BrooklynGuy mentioned this the last time I was on RPF, so let me save someone else the effort of posting about it.

Thanks to our own Joshua (7Years) for inviting me back to talk about angel investing and (separate topic) about renting versus owning your residence.

http://radicalpersonalfinance.com/209-the-insider-secrets-of-angel-investing-or-what-angel-investing-is-really-like-interview-with-doug-nordman-and-should-i-rent-or-buy/

When's the last time you read a post or heard a podcast on angel investing?  It seems to be a niche topic.  Joshua let me talk through what I've learned from the last seven years.  I wanted to understand angel investing now (while I'm "younger") so that I'd be immunized against the temptation when I'm 82 years old.  And, no, I haven't struck it rich-- yet-- but it's been tremendously educational.  I highly recommend this podcast for: (1) people who want to pick their own stocks and (2) entrepreneurs who want to raise seed money for their startup.

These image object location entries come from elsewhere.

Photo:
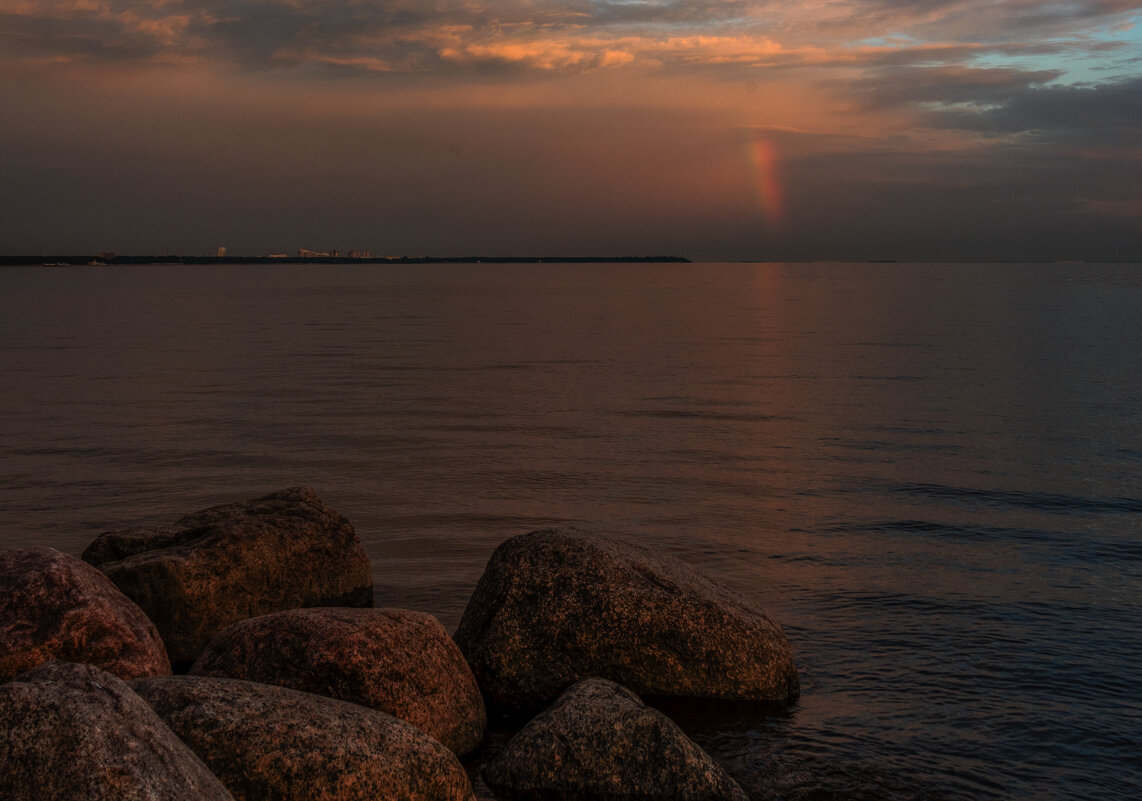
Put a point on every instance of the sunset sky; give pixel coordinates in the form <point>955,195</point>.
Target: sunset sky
<point>919,129</point>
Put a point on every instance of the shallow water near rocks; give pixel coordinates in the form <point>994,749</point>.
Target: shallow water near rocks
<point>930,474</point>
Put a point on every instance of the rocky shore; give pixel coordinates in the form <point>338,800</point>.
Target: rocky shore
<point>235,655</point>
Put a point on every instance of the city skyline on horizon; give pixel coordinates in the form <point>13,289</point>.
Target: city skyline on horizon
<point>869,129</point>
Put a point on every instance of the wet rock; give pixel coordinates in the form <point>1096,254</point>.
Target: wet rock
<point>234,561</point>
<point>268,742</point>
<point>55,607</point>
<point>562,605</point>
<point>600,742</point>
<point>394,661</point>
<point>75,733</point>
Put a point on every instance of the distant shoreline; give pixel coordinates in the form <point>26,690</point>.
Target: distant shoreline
<point>86,261</point>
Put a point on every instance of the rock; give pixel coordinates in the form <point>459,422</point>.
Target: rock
<point>55,607</point>
<point>230,562</point>
<point>600,742</point>
<point>270,742</point>
<point>562,605</point>
<point>75,733</point>
<point>394,661</point>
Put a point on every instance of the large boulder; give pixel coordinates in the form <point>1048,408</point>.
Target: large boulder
<point>55,607</point>
<point>234,561</point>
<point>562,605</point>
<point>394,661</point>
<point>270,742</point>
<point>75,733</point>
<point>600,742</point>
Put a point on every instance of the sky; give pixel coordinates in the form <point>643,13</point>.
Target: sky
<point>782,130</point>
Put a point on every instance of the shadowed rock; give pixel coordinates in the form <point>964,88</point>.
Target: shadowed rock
<point>55,607</point>
<point>74,733</point>
<point>600,742</point>
<point>230,562</point>
<point>562,605</point>
<point>270,742</point>
<point>394,661</point>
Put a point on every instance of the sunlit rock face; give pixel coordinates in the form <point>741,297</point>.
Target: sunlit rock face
<point>394,661</point>
<point>55,606</point>
<point>598,741</point>
<point>230,562</point>
<point>75,733</point>
<point>562,605</point>
<point>268,742</point>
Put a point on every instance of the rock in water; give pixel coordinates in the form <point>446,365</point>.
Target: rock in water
<point>394,661</point>
<point>270,742</point>
<point>601,742</point>
<point>562,605</point>
<point>74,733</point>
<point>230,562</point>
<point>55,607</point>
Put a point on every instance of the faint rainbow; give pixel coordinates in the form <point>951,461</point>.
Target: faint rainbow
<point>763,159</point>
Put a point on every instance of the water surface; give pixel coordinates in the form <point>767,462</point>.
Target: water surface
<point>930,474</point>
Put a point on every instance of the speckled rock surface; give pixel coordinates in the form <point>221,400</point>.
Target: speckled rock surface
<point>230,562</point>
<point>394,661</point>
<point>562,605</point>
<point>598,741</point>
<point>56,607</point>
<point>274,743</point>
<point>75,733</point>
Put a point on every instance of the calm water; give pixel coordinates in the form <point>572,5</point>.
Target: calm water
<point>931,474</point>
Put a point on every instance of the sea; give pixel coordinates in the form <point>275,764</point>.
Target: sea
<point>930,474</point>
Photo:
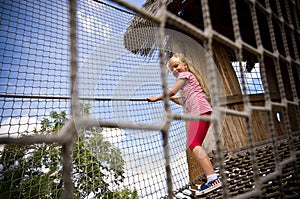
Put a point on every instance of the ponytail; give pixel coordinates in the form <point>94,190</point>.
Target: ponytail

We spend the back half of the podcast talking about home ownership.  This comes up a lot among my military readers who are just itchin' to own a home while they're on active duty.  The same logic (and tools) work for civilians too.

The show notes list three more books on angel investing and startups.  We also mention Jane Hodges' excellent analysis of home ownership, "Rent vs Own" (http://the-military-guide.com/2013/07/01/book-review-rent-vs-own/).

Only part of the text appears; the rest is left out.